58      À titre liminaire, il convient de rappeler que, en vertu de l’article 340, deuxième alinéa, TFUE, en matière de responsabilité non contractuelle, l’Union doit réparer, conformément aux principes généraux communs aux droits des États membres, les dommages causés par ses institutions ou par ses agents dans l’exercice de leurs fonctions.

59      Il en découle, d’une part, que l’article 340, deuxième alinéa, TFUE ne donne compétence au juge de l’Union que pour réparer les dommages causés par les institutions de l’Union ou les agents de celles-ci agissant dans l’exercice de leurs fonctions, c’est-à-dire pour réparer les dommages susceptibles de mettre en jeu la responsabilité non contractuelle de l’Union (voir ordonnance du 9 juillet 2019, Scaloni et Figini/Commission, T‑158/18, non publiée, EU:T:2019:491, point 19 et jurisprudence citée).

60      À cet égard, il est de jurisprudence constante que la notion d’« institution », au sens de l’article 340, deuxième alinéa, TFUE, englobe non seulement les institutions de l’Union énumérées à l’article 13, paragraphe 1, TUE, mais aussi tous les organes et organismes de l’Union institués par les traités, ou en vertu de ceux-ci, et destinés à contribuer à la réalisation des objectifs de l’Union (voir arrêt du 16 décembre 2020, Conseil e.a./K. Chrysostomides & Co. e.a., C‑597/18 P, C‑598/18 P, C‑603/18 P et C‑604/18 P, EU:C:2020:1028, point 80 et jurisprudence citée), en ce comprises les agences de l’Union.

61      D’autre part, l’engagement de la responsabilité non contractuelle de l’Union, au sens de l’article 340, deuxième alinéa, TFUE, est subordonné à la réunion de trois conditions cumulatives, à savoir l’illégalité du comportement reproché à l’institution de l’Union, la réalité du dommage et l’existence d’un lien de causalité entre le comportement de cette institution et le dommage invoqué (voir, en ce sens, arrêt du 16 décembre 2020, Conseil e.a./K. Chrysostomides & Co. e.a., C‑597/18 P, C‑598/18 P, C‑603/18 P et C‑604/18 P, EU:C:2020:1028, point 79).

62      En l’espèce, le premier chef de demande en réparation est fondé sur la prémisse selon laquelle le dommage allégué est la conséquence directe du comportement d’Europol, une agence de l’Union, et, partant, lui serait imputable.

63      Le requérant estime que le dommage qu’il prétend avoir subi du fait de l’utilisation par les autorités pénales slovaques, à compter du 1er avril 2019, et de la publication par la presse slovaque, à compter du 20 mai 2019, des transcriptions des conversations à caractère intime et sexuel échangées entre lui-même et son amie est directement imputable à Europol.

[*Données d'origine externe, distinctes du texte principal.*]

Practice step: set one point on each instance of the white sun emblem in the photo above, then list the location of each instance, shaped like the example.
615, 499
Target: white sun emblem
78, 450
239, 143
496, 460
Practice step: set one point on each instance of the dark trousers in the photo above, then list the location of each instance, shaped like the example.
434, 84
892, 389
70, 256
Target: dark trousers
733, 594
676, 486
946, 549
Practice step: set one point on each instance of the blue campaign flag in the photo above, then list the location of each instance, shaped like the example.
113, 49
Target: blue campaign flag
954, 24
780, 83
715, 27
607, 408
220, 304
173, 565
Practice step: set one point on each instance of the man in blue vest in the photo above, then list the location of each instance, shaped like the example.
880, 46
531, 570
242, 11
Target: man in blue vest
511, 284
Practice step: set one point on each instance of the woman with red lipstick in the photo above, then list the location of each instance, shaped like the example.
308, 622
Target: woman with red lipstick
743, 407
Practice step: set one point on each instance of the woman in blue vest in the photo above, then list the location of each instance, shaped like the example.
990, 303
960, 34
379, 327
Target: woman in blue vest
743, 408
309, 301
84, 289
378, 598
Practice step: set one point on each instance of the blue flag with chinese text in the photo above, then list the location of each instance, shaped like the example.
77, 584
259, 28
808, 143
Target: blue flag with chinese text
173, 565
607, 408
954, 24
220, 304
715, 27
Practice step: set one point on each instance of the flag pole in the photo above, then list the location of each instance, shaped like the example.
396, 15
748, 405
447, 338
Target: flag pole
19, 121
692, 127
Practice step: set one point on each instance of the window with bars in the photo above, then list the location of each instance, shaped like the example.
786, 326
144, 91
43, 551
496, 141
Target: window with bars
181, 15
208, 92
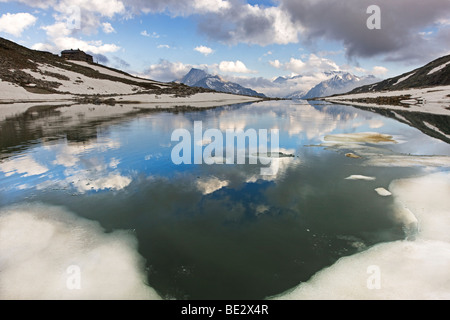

64      Au soutien de cette allégation, il fait valoir que, auxdites dates, seule Europol disposait des téléphones portables en cause et des transcriptions qu’ils contenaient, lesquels téléphones n’auraient été restitués aux autorités slovaques que le 21 juin 2019, soit postérieurement à leur utilisation par les autorités pénales slovaques ou à leur publication par la presse slovaque.

65      Il ressort toutefois des éléments de preuve fournis par Europol que cette prémisse se révèle être erronée.

66      En effet, premièrement, il ressort du procès-verbal du 23 octobre 2018 que, à cette date, la NAKA, en la personne du chef de l’équipe d’enquête, A, s’est effectivement vu remettre par un agent d’Europol un disque dur contenant des résultats préliminaires prenant la forme d’acquisitions et d’extractions de données des téléphones portables en cause.

67      De même, il ressort du formulaire de réception/remise du 13 février 2019 que, à cette même date, la NAKA, en la personne du même chef de l’équipe d’enquête, A, s’est également vu remettre par Europol, notamment, les deux téléphones portables en cause.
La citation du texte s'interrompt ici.